Metadata-Version: 2.1
Name: virtual_glob
Version: 0.2.0
Summary: Globbing of virtual file systems.
Author-email: Chris Sewell <chrisj_sewell@hotmail.com>
Requires-Python: >=3.8
Description-Content-Type: text/markdown
Classifier: License :: OSI Approved :: MIT License
Requires-Dist: pytest ; extra == "testing"
Project-URL: Home, https://github.com/chrisjsewell/virtual_glob
Provides-Extra: testing

# virtual-glob

[![PyPI](https://img.shields.io/pypi/v/virtual-glob?label=PyPI&logo=pypi&style=social)](https://pypi.org/project/virtual_glob/)

Globbing of remote/virtual file systems.

## Motivation

Globbing is a common operation in many programs, but it is not always required to use the local file system, as is the case for `glob.glob` or `pathlib.Path.glob`.
This package provides a way to glob over remote/virtual file systems.
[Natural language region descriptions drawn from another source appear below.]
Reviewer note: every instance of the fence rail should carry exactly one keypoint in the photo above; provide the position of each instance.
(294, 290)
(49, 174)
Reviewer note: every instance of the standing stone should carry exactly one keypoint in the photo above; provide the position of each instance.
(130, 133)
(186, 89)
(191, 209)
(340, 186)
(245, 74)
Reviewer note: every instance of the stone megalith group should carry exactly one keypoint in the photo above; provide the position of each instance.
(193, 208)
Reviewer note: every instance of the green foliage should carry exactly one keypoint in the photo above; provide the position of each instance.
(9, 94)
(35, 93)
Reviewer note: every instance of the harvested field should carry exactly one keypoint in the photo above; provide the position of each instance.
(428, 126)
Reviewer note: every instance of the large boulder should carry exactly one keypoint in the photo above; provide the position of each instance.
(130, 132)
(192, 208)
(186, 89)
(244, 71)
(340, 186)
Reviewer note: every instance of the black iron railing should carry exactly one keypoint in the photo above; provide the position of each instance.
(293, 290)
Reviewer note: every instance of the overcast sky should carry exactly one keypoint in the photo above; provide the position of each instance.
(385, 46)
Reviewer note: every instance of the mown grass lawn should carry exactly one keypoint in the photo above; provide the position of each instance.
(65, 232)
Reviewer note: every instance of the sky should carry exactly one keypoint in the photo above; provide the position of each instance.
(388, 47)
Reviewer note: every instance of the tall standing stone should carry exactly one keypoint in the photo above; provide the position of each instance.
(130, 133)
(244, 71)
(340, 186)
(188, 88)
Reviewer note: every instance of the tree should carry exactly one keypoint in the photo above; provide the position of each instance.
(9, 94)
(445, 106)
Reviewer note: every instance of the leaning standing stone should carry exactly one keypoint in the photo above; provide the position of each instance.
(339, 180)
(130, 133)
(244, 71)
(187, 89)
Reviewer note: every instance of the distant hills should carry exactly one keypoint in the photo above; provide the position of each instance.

Apart from [python-glob2](https://github.com/miracle2k/python-glob2), which is unmaintained,
I could not find another Python packages that provided this functionality, so I made my own!

## Usage

Install the package:

```bash
pip install virtual-glob
```

Use the `glob` function, which can take a `pathlib.Path` instance, the provided `InMemoryPath` class, or any other class that implements the `VirtualPath` below:

```python
from virtual_glob import glob, InMemoryPath

fs = InMemoryPath.from_list(["a/b/c/my1.txt", "e/f/g/my2.txt", "x/y/z/other.txt"])
matches = {p.path for p in glob(fs, "**/my[0-9].txt")}
assert matches == {"a/b/c/my1.txt", "e/f/g/my2.txt"}
```

`glob` also accepts the keyword arguments:

- `follow_symlinks`: whether to follow symbolic links when iterating directories (default: `False`)
- `depth_first`: whether to iterate directories in depth-first order, or breadth-first (default: `True`)

See the tests for more examples.

## Virtual file systems

The file system must be accessible via a single class, directly mimicking `pathlib.Path`, with the following protocol:

```python
class VirtualPath(Protocol):
    @property
    def name(self) -> str:
        """Return the name of this path."""

    def is_dir(self) -> bool:
        """Return True if this path is a directory."""

    def is_symlink(self) -> bool:
        """Return True if this path is a symbolic link."""

    def iterdir(self: PathType) -> Iterable[PathType]:
        """Iterate over the contents of this directory."""

    def joinpath(self: PathType, *parts: str) -> PathType:
        """Join this path with the given parts."""

    def exists(self) -> bool:
        """Return True if this path exists."""
```

## Rules

- Patterns must be in POSIX format, i.e. `/` is the path separator.
- Patterns must be relative, i.e. they must not start with `/`.
- Patterns are case-sensitive.
- Patterns with a trailing `/` only match directories.
- `**` matches zero or more directories, it must be the only thing in a path segment.
- `*` matches zero or more characters, except `/`.
- `?` matches exactly one character, except `/`.
- `[...]` matches one character in the set, except `/`.
- `[!...]` matches one character not in the set, except `/`.

## Design

Make as few calls to the underlying file system as possible, particularly for `iterdir`.
For example, looking to "short-circuit" when a pattern contains no "magic" characters.